Baba, ölüm ne demek?

  • “Sen ne düşünüyorsun?” sorusuyla başlayın. Çocuğunuzun bu konudaki bilgi ve düşüncelerinin düzeyine uygun cevap verebilmeniz için öncelikle ondan dinleyin.
  • Söyleyecekleriniz konusunda tutarlı olun.
  • İnanmadığınız bir şeyi söylemeyin. Tutamayacağınız sözler vermeyin. Kısa süreli rahatlama sağlamak için inanmadığınız ya da gerçekleştiremeyeceğiniz sözler vermekten kaçının. “Ben ölmeyeceğim.” demek çocuğunuzun kısa vadeli olarak kaygı düzeyini azaltsa da uzun vadede bu durumun imkansız olduğunu anladığında size olan inancı sarsılabilir.

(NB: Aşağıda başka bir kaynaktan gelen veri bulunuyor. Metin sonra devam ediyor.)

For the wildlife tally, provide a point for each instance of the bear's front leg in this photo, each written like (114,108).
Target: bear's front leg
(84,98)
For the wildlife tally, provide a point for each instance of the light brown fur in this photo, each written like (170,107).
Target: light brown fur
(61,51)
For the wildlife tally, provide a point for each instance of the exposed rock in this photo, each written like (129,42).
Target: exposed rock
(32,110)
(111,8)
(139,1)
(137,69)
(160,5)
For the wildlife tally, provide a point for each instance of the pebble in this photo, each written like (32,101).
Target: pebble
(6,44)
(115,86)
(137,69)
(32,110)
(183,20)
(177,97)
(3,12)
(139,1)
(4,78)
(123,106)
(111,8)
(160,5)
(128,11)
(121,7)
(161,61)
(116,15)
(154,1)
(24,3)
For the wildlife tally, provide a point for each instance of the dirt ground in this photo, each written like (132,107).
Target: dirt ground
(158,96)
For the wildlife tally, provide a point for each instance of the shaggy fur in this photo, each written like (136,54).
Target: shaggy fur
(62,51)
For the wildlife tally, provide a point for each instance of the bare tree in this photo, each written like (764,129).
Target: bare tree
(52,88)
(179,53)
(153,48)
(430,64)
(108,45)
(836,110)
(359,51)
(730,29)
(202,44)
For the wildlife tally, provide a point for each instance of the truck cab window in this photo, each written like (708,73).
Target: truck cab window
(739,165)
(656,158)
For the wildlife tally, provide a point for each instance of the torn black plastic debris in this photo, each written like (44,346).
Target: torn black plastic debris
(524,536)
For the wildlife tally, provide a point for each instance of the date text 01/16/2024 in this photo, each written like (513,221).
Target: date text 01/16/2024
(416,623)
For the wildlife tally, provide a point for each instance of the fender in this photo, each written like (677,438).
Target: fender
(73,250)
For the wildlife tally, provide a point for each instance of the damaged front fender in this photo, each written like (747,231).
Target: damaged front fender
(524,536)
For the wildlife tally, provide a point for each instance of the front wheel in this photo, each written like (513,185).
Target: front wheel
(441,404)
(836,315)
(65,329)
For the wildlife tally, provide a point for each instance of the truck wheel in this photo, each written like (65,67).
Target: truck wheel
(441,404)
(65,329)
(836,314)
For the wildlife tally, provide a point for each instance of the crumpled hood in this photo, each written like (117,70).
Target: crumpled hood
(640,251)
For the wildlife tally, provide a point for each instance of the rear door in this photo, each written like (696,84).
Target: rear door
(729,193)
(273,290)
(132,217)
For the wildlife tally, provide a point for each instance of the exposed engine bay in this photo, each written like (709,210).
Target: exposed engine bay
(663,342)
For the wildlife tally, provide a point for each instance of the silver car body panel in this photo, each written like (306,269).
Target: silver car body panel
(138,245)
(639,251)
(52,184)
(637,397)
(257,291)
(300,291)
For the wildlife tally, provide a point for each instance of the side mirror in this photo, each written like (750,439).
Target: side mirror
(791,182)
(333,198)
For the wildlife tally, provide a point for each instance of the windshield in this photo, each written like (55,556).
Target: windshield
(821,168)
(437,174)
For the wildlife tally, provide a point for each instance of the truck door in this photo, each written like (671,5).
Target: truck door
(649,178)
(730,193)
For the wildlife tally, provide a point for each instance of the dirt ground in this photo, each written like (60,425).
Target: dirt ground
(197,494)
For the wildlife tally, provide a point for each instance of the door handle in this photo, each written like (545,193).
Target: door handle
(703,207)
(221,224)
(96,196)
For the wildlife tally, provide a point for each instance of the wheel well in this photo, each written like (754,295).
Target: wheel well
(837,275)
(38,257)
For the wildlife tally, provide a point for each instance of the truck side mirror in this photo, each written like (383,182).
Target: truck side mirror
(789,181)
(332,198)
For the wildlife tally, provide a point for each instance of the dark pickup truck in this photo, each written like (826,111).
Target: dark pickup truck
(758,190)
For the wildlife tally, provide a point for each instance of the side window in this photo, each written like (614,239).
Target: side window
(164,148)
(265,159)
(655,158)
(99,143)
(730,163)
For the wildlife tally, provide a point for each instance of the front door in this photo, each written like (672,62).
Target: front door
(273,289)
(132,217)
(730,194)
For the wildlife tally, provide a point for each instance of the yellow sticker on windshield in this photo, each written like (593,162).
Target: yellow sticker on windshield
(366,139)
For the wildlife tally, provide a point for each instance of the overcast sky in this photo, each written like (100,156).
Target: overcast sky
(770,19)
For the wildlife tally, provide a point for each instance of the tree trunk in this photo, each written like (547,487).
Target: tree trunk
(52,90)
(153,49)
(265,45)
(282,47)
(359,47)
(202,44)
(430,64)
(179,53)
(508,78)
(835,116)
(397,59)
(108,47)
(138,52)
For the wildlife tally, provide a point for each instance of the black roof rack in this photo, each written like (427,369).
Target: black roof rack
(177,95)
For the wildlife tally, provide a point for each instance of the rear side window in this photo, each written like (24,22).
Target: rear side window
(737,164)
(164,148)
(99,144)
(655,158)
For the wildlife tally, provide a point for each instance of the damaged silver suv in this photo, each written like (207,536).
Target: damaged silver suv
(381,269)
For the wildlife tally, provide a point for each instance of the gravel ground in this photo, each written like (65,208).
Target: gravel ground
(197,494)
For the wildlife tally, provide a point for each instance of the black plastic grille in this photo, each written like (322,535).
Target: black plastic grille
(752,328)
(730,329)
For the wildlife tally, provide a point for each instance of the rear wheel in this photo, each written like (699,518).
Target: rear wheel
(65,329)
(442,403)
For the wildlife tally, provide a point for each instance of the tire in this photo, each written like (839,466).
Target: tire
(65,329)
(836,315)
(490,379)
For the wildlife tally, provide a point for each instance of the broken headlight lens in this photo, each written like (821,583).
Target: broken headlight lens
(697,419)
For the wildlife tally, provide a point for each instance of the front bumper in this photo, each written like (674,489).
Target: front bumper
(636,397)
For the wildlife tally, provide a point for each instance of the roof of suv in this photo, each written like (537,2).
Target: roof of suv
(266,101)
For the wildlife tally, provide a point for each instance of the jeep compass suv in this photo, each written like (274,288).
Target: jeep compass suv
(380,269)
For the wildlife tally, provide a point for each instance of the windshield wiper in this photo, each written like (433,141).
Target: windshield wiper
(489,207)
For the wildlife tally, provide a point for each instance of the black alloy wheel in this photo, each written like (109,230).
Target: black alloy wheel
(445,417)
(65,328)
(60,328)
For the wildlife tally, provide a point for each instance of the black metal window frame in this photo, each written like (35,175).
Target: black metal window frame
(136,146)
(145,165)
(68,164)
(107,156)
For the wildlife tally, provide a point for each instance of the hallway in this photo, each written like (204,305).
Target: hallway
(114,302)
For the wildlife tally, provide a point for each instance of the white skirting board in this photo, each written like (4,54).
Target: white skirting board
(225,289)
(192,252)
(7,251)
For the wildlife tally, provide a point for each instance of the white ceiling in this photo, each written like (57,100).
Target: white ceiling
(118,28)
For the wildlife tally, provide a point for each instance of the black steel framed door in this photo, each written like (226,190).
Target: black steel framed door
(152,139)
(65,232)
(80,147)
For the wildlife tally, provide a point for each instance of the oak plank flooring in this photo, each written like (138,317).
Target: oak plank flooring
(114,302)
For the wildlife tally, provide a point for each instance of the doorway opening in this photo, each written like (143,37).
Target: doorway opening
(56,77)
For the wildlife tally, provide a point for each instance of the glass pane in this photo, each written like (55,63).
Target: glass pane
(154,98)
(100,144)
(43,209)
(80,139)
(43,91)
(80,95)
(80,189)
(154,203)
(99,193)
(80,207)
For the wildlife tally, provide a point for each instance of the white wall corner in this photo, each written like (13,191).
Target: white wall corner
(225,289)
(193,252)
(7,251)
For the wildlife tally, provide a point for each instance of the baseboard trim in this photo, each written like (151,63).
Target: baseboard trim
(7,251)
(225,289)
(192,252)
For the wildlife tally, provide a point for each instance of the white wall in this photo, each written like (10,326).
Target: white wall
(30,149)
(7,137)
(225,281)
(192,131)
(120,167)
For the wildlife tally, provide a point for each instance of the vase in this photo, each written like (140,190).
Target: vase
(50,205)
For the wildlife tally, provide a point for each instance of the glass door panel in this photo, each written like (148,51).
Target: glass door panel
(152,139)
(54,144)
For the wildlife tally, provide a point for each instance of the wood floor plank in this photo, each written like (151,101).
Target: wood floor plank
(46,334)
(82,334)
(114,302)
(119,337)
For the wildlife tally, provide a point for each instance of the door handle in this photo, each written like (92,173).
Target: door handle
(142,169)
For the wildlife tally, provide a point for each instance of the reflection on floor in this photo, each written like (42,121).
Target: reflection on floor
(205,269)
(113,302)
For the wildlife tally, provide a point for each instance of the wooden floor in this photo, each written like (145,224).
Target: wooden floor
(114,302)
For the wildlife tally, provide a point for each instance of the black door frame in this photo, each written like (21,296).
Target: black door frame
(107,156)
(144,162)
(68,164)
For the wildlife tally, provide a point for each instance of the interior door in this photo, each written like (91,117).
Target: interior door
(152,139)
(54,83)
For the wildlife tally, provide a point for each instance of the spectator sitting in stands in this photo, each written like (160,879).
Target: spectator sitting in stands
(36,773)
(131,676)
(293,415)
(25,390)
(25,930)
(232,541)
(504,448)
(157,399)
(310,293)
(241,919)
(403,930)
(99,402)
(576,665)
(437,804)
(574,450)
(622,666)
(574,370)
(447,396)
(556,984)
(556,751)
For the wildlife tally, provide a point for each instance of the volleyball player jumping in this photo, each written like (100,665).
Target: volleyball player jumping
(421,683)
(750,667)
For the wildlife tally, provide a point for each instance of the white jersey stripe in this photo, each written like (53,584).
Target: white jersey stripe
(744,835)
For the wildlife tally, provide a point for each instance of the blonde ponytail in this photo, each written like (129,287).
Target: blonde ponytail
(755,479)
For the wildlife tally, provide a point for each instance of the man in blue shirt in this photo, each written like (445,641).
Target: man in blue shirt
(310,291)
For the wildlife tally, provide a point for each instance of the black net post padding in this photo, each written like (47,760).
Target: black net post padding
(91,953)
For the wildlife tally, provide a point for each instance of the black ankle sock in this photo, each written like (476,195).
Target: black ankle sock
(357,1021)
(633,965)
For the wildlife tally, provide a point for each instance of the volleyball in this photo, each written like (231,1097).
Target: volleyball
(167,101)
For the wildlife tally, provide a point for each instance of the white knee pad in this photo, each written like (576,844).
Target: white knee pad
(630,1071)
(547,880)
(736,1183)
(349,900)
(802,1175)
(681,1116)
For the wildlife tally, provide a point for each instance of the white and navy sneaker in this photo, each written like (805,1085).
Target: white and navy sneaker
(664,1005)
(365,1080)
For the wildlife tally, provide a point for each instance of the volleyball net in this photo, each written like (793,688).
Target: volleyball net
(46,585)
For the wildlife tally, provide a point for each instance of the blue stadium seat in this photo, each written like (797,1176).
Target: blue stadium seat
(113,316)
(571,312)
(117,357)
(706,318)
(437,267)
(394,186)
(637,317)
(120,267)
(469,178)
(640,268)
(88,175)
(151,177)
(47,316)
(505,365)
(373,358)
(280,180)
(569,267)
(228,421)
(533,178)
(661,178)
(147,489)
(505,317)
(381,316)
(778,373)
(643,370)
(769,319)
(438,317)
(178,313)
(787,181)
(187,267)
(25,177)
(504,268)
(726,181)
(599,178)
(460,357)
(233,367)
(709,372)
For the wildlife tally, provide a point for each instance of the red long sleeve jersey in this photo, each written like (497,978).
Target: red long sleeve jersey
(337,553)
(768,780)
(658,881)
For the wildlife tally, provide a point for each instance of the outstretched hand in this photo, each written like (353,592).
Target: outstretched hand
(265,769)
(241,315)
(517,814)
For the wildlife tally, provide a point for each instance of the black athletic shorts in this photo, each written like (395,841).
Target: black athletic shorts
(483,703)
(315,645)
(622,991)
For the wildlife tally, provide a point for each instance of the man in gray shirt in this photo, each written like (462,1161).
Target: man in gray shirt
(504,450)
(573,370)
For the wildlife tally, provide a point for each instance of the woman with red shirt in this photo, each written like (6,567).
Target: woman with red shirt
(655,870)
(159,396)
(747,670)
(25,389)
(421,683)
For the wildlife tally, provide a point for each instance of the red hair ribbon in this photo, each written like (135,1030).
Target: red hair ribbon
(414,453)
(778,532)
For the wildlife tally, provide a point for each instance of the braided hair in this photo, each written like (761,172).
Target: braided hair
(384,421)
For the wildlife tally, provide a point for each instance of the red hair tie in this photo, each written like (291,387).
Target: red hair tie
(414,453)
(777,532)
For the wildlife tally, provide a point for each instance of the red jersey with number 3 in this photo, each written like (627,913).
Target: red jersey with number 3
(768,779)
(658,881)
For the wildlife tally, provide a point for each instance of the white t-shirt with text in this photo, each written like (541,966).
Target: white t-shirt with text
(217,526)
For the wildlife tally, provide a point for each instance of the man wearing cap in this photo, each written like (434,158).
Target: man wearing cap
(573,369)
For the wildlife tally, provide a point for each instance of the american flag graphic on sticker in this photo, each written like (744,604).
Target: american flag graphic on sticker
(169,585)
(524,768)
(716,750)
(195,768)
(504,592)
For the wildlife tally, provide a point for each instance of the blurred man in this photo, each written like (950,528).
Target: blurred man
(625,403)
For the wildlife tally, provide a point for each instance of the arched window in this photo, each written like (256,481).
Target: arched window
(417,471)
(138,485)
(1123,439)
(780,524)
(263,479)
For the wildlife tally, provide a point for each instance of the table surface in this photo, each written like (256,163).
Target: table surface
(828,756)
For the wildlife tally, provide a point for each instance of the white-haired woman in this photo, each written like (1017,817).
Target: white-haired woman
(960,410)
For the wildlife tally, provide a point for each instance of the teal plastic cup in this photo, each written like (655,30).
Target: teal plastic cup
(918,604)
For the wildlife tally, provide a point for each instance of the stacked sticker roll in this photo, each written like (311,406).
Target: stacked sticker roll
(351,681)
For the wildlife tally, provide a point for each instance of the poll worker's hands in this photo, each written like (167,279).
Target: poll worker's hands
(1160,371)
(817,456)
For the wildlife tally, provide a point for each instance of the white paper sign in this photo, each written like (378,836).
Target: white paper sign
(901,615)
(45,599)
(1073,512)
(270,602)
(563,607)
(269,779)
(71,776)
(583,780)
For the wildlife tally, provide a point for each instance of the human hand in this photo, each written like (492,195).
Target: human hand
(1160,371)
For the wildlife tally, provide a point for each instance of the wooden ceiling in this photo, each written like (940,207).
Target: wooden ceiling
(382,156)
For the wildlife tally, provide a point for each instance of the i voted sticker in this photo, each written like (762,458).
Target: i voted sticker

Çocukların yaş gruplarına göre ölümü algılamaları

0-3 yaş arası çocuklar;

  • Genellikle 3 yaştan önce çocuklar ölüm olayını algılayamazlar.
  • Ancak bu çocuklar ölüm olayını kavrayamasa da değişen yaşam koşullarını fark edebilirler ve bu duruma tepki gösterebilirler.

 Neler yapabilirsiniz?

  • Çocuğun sahip olduğu rutinlere olabildiğince çok sadık kalmaya çalışın.
  • Çocuğun fiziksel ortamında herhangi bir değişiklik yapmamaya özen gösterin.

3-6 yaş arası çocuklar;

  • Ölüm olayının sürekli olduğunu kavrayamazlar, bu durumun geçici olduğuna inanırlar ve kaybedilen kişinin bir süre sonra döneceğini zannederler. Bu nedenle olabildiğince somut şekilde anlatmakta yarar vardır. “O artık öldü, toprağın altında olacak, büyümeyecek, karnı acıkmayacak…” şeklinde anlayabileceği örnekler üzerinden gidebilirsiniz.

Neler yapabilirsiniz?

  • Çocuğa ölüm olayını, sakin ve sessiz bir ortamda göz kontağı kurarak açıklayın. Çocuğun ölüm haberini güvendiği ve aynı durumda empati kurabileceği bir yakınından duyması oldukça önemlidir.
  • “O şimdi derin bir uykuya daldı ya da uzun bir yolculuğa çıktı” ya da “O şimdi bizi izliyor.“ gibi cümleler kurmaktan kaçının. Bu tarz sözler çocukların uykudan ya da seyahatlerden korkmalarına sebep olabilir. Aynı şekilde “bizi uzaklardan izlediği düşüncesi” de çocuklar tarafından ciddiyetle ele alınarak bundan sonra yaptığı her yaramazlığı izleyen, onu sürekli denetleyen bir güç olarak algılamasına sebep olabilir.
  • Ölüm olayını olabildiğince somut şekilde çocuğunuza anlatmaya çalışın. “Ölüm, bir kişinin artık nefes almaması, yemek yememesi, banyoya gitmemesi ve büyümemesi demektir” gibi bir açıklama yapabilirsiniz.
  • Çocuğun bu olaya karşı olan duygularını ifade edebilmesi için olanaklar sağlayın. Sizin de bu konuda konuşabileceğinizi bilmesini sağlayın. Birlikte fotoğraflara bakmak, ölen kişi hakkındaki anıları paylaşmak çocukların ve sizlerin de bu duyguları ifade edebilmenize olanak sağlayacaktır.

Sen de ölecek misin?

Daha önce de değindiğimiz gibi tutamayacağımız sözler vermeden bu soruyu cevaplamak mümkün; “Birçok insan çok uzun süre yaşar. Ben de uzun seneler yaşamak istiyorum ve sağlıklı kalabilmek için de kendime çok iyi bakıyorum. İnsanlar gerçekte ne zaman öleceklerini bilemezler. Ben de uzun yıllar yaşayıp senin büyüdüğünü, bir işe girdiğini, bir ailen olduğunu görmek  istiyorum.”  şeklinde bir açıklama ile lafı dolandırmadan gerçek düşüncelerinizi ifade edebilirsiniz.